A presidente da Corte, ministra Cármen Lúcia, enfrenta, neste início de mandato, o segundo grande problema, depois do imbróglio da retirada do presidente do Senado, Renan Calheiros, da linha de substituição do presidente da República, por ter se tornado réu, e no próprio STF. Até a definição sobre o novo relator do caso, os ministros Luís Roberto Barroso e Celso de Mello, por determinações regimentais, tratam do expediente em torno da Lava-Jato. E agora a presidente do Supremo tem a importante missão de buscar algum consenso entre os ministros sobre alternativas para a relatoria titular da Lava-Jato.

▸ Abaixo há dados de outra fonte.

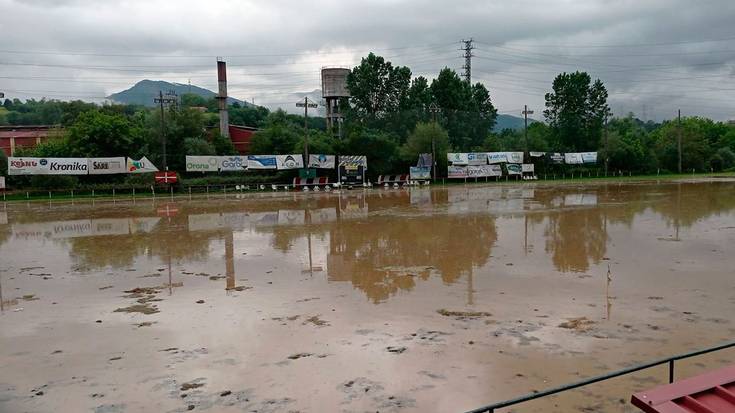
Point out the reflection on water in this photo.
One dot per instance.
(381, 241)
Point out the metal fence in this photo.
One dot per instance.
(491, 408)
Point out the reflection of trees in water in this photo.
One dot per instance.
(168, 237)
(376, 256)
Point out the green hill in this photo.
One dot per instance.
(143, 92)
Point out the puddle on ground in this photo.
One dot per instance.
(426, 299)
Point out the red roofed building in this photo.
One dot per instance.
(13, 138)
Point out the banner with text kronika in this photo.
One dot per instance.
(202, 163)
(294, 161)
(481, 171)
(65, 166)
(141, 166)
(262, 162)
(106, 166)
(26, 166)
(456, 171)
(233, 163)
(322, 161)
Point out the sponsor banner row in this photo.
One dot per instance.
(78, 166)
(484, 158)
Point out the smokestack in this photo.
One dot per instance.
(224, 116)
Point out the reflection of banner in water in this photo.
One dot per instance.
(321, 161)
(456, 171)
(514, 169)
(293, 161)
(572, 158)
(580, 199)
(323, 215)
(457, 158)
(106, 166)
(420, 172)
(262, 162)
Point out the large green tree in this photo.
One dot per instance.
(576, 111)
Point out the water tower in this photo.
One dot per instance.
(334, 88)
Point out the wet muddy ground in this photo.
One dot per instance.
(440, 299)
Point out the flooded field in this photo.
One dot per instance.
(439, 299)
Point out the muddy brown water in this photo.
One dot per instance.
(440, 299)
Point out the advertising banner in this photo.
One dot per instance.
(572, 158)
(477, 158)
(141, 166)
(262, 162)
(497, 157)
(202, 163)
(589, 157)
(322, 161)
(420, 172)
(480, 171)
(106, 166)
(295, 161)
(456, 171)
(514, 169)
(233, 163)
(515, 157)
(556, 158)
(65, 166)
(457, 158)
(360, 160)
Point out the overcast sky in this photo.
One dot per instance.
(654, 56)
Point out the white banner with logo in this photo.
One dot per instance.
(458, 158)
(480, 171)
(477, 158)
(106, 166)
(572, 158)
(322, 161)
(66, 166)
(26, 166)
(202, 163)
(262, 162)
(294, 161)
(233, 163)
(141, 166)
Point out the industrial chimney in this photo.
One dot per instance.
(224, 116)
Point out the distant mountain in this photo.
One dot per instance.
(143, 92)
(509, 122)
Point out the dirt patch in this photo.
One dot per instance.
(580, 324)
(146, 309)
(463, 314)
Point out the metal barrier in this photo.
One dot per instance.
(670, 360)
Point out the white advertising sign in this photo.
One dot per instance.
(141, 166)
(322, 161)
(295, 161)
(105, 166)
(233, 163)
(202, 163)
(458, 158)
(572, 158)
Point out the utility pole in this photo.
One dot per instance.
(525, 114)
(306, 105)
(467, 48)
(433, 109)
(161, 100)
(679, 138)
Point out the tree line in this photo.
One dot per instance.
(391, 117)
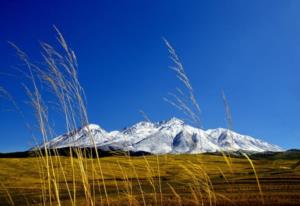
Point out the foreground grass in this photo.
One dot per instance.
(152, 180)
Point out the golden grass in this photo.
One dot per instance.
(182, 180)
(152, 180)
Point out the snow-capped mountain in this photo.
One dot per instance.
(172, 136)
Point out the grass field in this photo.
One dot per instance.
(154, 180)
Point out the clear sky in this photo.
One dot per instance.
(250, 49)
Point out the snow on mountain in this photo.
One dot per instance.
(172, 136)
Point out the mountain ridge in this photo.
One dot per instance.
(171, 136)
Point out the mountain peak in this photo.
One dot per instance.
(173, 121)
(171, 136)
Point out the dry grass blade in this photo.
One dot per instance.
(187, 103)
(256, 177)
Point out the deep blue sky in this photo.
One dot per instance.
(250, 49)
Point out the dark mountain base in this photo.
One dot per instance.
(86, 152)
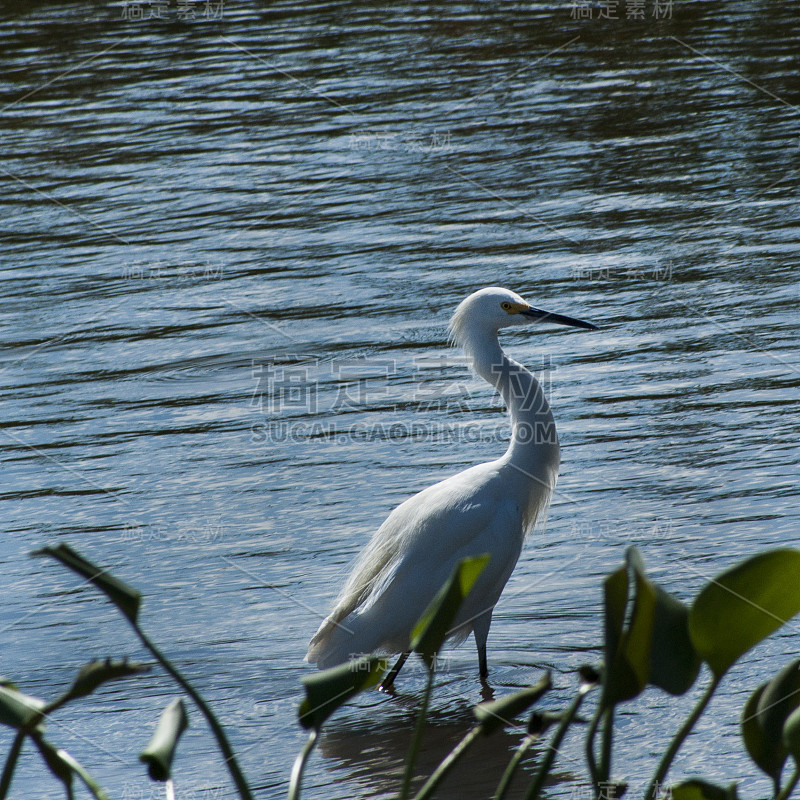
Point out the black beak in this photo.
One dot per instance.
(558, 319)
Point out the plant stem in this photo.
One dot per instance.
(448, 763)
(789, 788)
(516, 759)
(552, 748)
(415, 742)
(219, 733)
(11, 763)
(604, 773)
(300, 764)
(678, 739)
(590, 759)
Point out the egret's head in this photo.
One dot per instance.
(488, 310)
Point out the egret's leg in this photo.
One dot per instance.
(482, 667)
(388, 681)
(480, 629)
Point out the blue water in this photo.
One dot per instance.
(230, 247)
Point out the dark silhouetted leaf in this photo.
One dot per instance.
(19, 710)
(96, 673)
(124, 597)
(697, 789)
(160, 750)
(629, 668)
(331, 688)
(744, 605)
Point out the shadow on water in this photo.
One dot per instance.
(374, 758)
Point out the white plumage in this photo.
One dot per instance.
(488, 508)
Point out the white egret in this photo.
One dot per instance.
(488, 508)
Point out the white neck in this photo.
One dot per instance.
(534, 442)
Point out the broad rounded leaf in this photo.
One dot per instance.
(791, 734)
(497, 714)
(160, 750)
(436, 621)
(743, 605)
(331, 688)
(764, 716)
(697, 789)
(674, 664)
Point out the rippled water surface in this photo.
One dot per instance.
(230, 246)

A melhor, mais sensata, até por questão de tempo, parece ser a transferência de alguém da primeira turma para a segunda, de que fazia parte Teori. Já houve precedente, quando, diante da demora de Dilma em indicar o substituto do ministro Joaquim Barbosa, que se aposentara, Dias Toffoli trocou a primeira pela segunda turma, para evitar problemas de quórum. Um nome que desponta é o de Edson Fachin. Além de próximo a Teori, tem perfil semelhante ao dele.
Inadmissível é que a substituição de Teori na relatoria da Lava-Jato sirva para alterar a direção do trabalho que o ministro vinha executando. Isto é tão inegociável quanto a necessidade de uma apuração das causas do desastre de forma a que as conclusões não deixem qualquer dúvida ou suspeita.